Wystawa Lukáša Houdka, której wernisaż odbył się 7 lutego, składa się z serii czarno-białych fotografii. „Jej celem jest pokazanie, że te często przemilczane i wyparte zdarzenia miały miejsce, oraz wsparcie procesu godzenia się z tą ciemną częścią historii czeskiego narodu”, pisze Lukáš Houdek o swoim projekcie. Tematem zainteresował się również ze względu na historię własnej rodziny, która po 1945 r. wprowadziła się do domu opuszczonego przez wysiedlonych Niemców.
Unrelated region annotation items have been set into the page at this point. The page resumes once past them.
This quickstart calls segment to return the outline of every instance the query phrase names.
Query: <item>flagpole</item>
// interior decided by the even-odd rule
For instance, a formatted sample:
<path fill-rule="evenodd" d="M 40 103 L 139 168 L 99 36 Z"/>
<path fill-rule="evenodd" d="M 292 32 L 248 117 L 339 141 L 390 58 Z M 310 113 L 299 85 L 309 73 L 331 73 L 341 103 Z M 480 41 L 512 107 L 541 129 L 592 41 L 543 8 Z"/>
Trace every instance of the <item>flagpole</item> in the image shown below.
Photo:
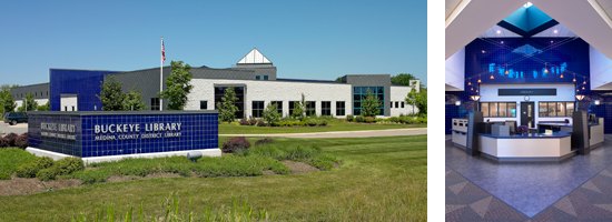
<path fill-rule="evenodd" d="M 161 36 L 161 51 L 159 52 L 159 93 L 164 91 L 164 36 Z M 164 111 L 164 100 L 159 97 L 159 111 Z"/>

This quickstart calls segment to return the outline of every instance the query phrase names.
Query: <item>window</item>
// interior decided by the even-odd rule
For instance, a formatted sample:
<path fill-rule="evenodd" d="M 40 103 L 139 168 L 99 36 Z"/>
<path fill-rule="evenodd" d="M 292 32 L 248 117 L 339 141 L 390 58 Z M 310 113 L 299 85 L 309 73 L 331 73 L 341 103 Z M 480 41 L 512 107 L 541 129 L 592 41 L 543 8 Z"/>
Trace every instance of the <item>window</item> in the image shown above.
<path fill-rule="evenodd" d="M 316 101 L 306 101 L 308 105 L 306 107 L 306 115 L 316 115 L 317 114 L 317 103 Z"/>
<path fill-rule="evenodd" d="M 574 102 L 540 102 L 537 110 L 541 118 L 572 117 Z"/>
<path fill-rule="evenodd" d="M 253 101 L 253 118 L 261 118 L 264 113 L 264 101 Z"/>
<path fill-rule="evenodd" d="M 516 102 L 481 102 L 481 111 L 485 118 L 515 118 Z"/>
<path fill-rule="evenodd" d="M 378 98 L 378 102 L 385 104 L 385 88 L 384 87 L 354 87 L 353 88 L 353 114 L 362 114 L 362 100 L 367 97 L 367 90 Z M 393 102 L 387 103 L 389 108 L 393 108 Z M 378 108 L 378 114 L 385 114 L 385 105 Z"/>
<path fill-rule="evenodd" d="M 200 101 L 200 110 L 208 110 L 208 101 Z"/>
<path fill-rule="evenodd" d="M 298 101 L 289 101 L 289 115 L 294 114 L 294 109 Z"/>
<path fill-rule="evenodd" d="M 213 109 L 217 109 L 218 103 L 223 103 L 223 97 L 225 97 L 225 91 L 229 89 L 229 87 L 216 87 L 215 88 L 215 103 L 213 104 Z M 238 100 L 234 101 L 234 105 L 238 108 L 238 111 L 236 112 L 236 118 L 241 119 L 245 118 L 245 88 L 244 87 L 234 87 L 234 92 L 236 98 Z"/>
<path fill-rule="evenodd" d="M 345 115 L 344 101 L 336 101 L 336 115 Z"/>
<path fill-rule="evenodd" d="M 283 117 L 283 101 L 272 101 L 272 104 L 276 104 L 276 112 Z"/>
<path fill-rule="evenodd" d="M 159 110 L 159 98 L 151 98 L 151 110 Z"/>
<path fill-rule="evenodd" d="M 332 115 L 332 101 L 320 102 L 320 115 Z"/>

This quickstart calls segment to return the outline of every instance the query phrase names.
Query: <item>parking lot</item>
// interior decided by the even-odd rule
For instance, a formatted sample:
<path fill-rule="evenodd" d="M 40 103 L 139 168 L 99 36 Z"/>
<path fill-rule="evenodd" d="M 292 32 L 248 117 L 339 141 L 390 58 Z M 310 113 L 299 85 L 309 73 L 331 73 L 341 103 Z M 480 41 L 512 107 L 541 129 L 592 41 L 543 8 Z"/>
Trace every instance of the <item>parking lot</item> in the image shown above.
<path fill-rule="evenodd" d="M 9 125 L 9 123 L 0 122 L 0 131 L 6 134 L 14 132 L 21 134 L 28 132 L 28 123 L 17 123 L 17 125 Z"/>

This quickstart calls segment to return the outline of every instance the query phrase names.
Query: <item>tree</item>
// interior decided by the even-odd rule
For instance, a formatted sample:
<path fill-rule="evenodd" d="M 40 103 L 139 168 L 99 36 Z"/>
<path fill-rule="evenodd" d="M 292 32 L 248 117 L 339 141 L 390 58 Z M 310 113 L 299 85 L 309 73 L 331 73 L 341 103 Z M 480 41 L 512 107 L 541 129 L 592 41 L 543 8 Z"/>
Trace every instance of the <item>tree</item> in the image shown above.
<path fill-rule="evenodd" d="M 182 61 L 170 62 L 172 67 L 172 73 L 166 79 L 166 90 L 158 92 L 159 98 L 168 99 L 168 110 L 182 110 L 185 103 L 187 103 L 187 94 L 191 92 L 194 85 L 189 84 L 191 81 L 191 65 L 185 64 Z"/>
<path fill-rule="evenodd" d="M 38 105 L 37 110 L 38 111 L 49 111 L 49 110 L 51 110 L 51 107 L 49 107 L 49 100 L 47 100 L 47 103 Z"/>
<path fill-rule="evenodd" d="M 14 99 L 11 94 L 11 88 L 19 87 L 19 84 L 2 84 L 0 87 L 0 107 L 2 109 L 2 113 L 4 112 L 12 112 L 14 108 L 17 108 L 17 104 L 14 103 Z M 4 117 L 2 114 L 2 117 Z"/>
<path fill-rule="evenodd" d="M 20 108 L 17 108 L 19 112 L 34 111 L 36 109 L 38 109 L 38 102 L 34 100 L 33 93 L 26 94 L 23 103 Z"/>
<path fill-rule="evenodd" d="M 405 100 L 406 102 L 416 105 L 416 108 L 418 109 L 419 115 L 426 115 L 427 114 L 427 88 L 421 88 L 418 90 L 419 92 L 415 92 L 415 91 L 416 91 L 415 89 L 412 89 L 412 91 L 408 92 L 408 97 Z"/>
<path fill-rule="evenodd" d="M 302 101 L 295 103 L 294 113 L 292 113 L 292 117 L 299 119 L 299 121 L 304 121 L 304 119 L 306 119 L 305 112 L 307 112 L 307 108 L 308 102 L 306 102 L 306 97 L 302 93 Z"/>
<path fill-rule="evenodd" d="M 416 83 L 416 81 L 414 81 L 413 83 Z M 418 97 L 418 92 L 416 91 L 416 88 L 413 88 L 411 90 L 411 92 L 408 92 L 408 97 L 405 99 L 406 102 L 412 107 L 412 113 L 414 114 L 414 107 L 416 107 L 416 98 Z"/>
<path fill-rule="evenodd" d="M 147 105 L 142 102 L 142 92 L 140 89 L 136 90 L 134 85 L 124 98 L 124 110 L 146 110 Z"/>
<path fill-rule="evenodd" d="M 236 112 L 238 108 L 234 105 L 234 102 L 238 100 L 234 87 L 225 90 L 225 95 L 221 98 L 223 103 L 217 103 L 217 110 L 219 110 L 219 119 L 224 122 L 231 122 L 236 119 Z"/>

Na 25 fotografiach uśmiechnięci Barbie i Ken dokumentują sytuacje związane z wypędzeniami – rozstrzelania, gwałty i przemoc zainscenizowane przez amerykańskie laleczki robią niezwykłe wrażenie. Houdek we współpracy z Janą Edrovą, która uszyła ubrania, w najdrobniejszych szczegółach postarał się odtworzyć rzeczywistość ’45 roku. Przy rekonstrukcjach korzystał z dokumentów archiwalnych, historycznych analiz, materiałów z epoki oraz wspomnień świadków, które rozwijał i wizualnie dopracowywał. Wszystkie prezentowane fotografie opowiadają o rzeczywistych zdarzeniach.
Siedem zdjęć w wielkim formacie zostało umieszczonych w zewnętrznej Galerii Artwall na nabrzeżu kapitana Jaroša i Edvarda Beneša, pozostałe można zobaczyć w Narodowej Bibliotece Technicznej.
„Naszą hipokryzję świetnie obrazuje wyraz twarzy laleczek. Wszystkie są uśmiechnięte. Te, które zabijają, i te, które umierają. Podobnie to wygląda w naszym społeczeństwie, wielu z nas się uśmiecha i mówi: „Wszystko jest w porządku, te szkopy sobie na to zasłużyły…”, twierdzi Houdek.
Wysiedlenia niemieckich obywateli do dziś budzi w Czechach wielkie emocje. Było to widać nawet w ostatniej kampanii prezydenckiej, gdy przed drugą turą wyborów Milosz Zeman zarzucił Karelowi Schwarzenbergowi, że mówi jak sudecki Niemiec (chodziło o wypowiedź Schwarzenberga, że dzisiaj decyzja o wygnaniu Niemców skończyłaby się przed trybunałem w Hadze). Pod artykułem o wystawie na jednym z najpopularniejszych czeskich serwisów informacyjnych pojawiło się ponad sześćset emocjonalnych wpisów (w najbardziej intensywnych dyskusjach pod artykułami jest ich najwyżej dwieście). Komentujący dyskutują, kto jest prawdziwym Czechem, a kto w skrytości ducha Niemcem – i czy Niemcy zasłużyli na to, co ich spotkało po wojnie.